Power-assisted dry powder inhalers

DPIs independent of patient attributes and inhalation flow would be preferred.[50] Power-assisted DPIs are a new form of DPI that can be activated to disperse the drug powder using an extrinsic source of energy instead of relying on the patient's inspiratory flow. They mostly incorporate battery-driven impellers or piezoelectric crystals for dispersing the powder. Although these devices could be of immense benefit to patients, they have not been launched into clinical practice.[51]
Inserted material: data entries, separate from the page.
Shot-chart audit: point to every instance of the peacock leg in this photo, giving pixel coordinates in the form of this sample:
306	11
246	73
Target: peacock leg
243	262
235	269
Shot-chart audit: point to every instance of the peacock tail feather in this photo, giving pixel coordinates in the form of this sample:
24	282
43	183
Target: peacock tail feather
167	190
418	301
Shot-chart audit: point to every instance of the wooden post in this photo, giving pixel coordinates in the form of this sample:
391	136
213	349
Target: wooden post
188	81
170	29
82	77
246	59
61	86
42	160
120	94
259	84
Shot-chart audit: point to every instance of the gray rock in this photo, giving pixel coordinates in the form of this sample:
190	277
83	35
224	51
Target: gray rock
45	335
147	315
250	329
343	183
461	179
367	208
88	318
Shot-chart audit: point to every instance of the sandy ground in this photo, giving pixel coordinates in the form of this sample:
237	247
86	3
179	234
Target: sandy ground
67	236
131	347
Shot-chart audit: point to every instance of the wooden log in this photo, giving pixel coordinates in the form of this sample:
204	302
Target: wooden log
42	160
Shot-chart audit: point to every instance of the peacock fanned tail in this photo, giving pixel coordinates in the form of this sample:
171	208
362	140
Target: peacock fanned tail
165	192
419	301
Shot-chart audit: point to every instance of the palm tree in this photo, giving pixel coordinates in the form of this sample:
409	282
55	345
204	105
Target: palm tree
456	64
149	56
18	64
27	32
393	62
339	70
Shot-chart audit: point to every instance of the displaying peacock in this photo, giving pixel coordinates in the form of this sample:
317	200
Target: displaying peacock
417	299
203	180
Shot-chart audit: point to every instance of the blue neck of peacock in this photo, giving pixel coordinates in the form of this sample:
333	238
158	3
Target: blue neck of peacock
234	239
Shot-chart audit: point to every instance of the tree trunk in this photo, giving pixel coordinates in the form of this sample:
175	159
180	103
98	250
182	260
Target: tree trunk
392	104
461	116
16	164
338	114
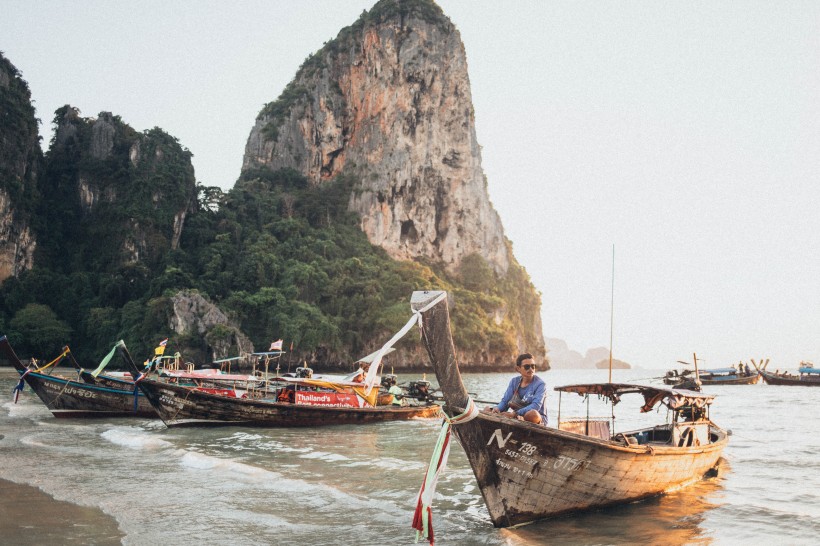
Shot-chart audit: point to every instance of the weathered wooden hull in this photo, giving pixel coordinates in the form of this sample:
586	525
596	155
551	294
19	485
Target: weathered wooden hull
778	379
736	380
537	472
71	398
688	381
68	398
528	472
185	406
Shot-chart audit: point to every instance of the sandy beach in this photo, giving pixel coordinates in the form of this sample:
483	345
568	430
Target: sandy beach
29	516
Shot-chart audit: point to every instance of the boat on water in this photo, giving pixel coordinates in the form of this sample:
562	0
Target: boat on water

Micro- and nanoparticles in dry powder inhalers

Particle engineering has been the cornerstone of drug delivery using DPIs.[7] This includes particle size, surface morphology, aerodynamic diameter, degree of crystallinity, water content and interparticulate interactions including electrostatic interactions, Van der Waals forces, mechanical interlocking and capillary condensation.[11] All these factors affect the aerosolisation of the drug powder in the DPI. One of the most important consideration is the particle size,[52] and it has been found that particles >5 µm tend to get impacted and deposited in upper airways. For targeted drug deposition in smaller airways, mass median aerodynamic diameter of 1–3 µm for drug particles have been found essential.[53] This has led to the development of several micro- and nanoparticulate drug carriers. Particles smaller than 0.5 µm initially get deposited in deep alveolar regions but can be easily exhaled on account of their small size.[4] Therefore, these carriers are tuned for particle characteristics and release kinetics to ensure longer drug retention, protection of drug from the local biological environment and potentiation of the therapeutic benefits.[54] These carriers include nanocrystals, lipidic carriers, nanocomposites, nanoaggregates, polymeric nanoparticles, dendrimers and microparticles.[54],[55],[56],[57],[58] Nanoparticles of sizes <50 nm can be formulated as micron-scale dry powders which disintegrate into individual subunits after contacting the lung, thereby preventing exhalation of the particles. Such formulations are particularly relevant for infections such as pulmonary aspergillosis, where the Aspergillus conidia penetrate deep into the lungs and require drug administration at that site.[53]


  Nebulisers Top


Nebulised drugs are generally administered via oral administration or using either invasive or noninvasive ventilation.[59] These have a complex setup and are cumbersome to use and usually associated with poorer rates of compliance and higher health-care costs than pMDIs, DPIs or SMI.[27] Therefore, they are used generally in patients who cannot effectively use pMDIs or DPIs. Studies have found that vibrating mesh nebulisers produce higher drug delivery efficiency than conventional jet nebulisers. However, mesh nebulisers present problems with clogging of the mesh by particles, and newer technologies have evolved to overcome this. The drug delivery efficacy from nebulisers can be improved by refining the process of nebulisation or using secondary devices and technologies with the existing device to achieve modified aerosol size distribution, coordinate inhalation with aerosol delivery, improve the user interface, and reduce drug loss due to deposition in the device.[59]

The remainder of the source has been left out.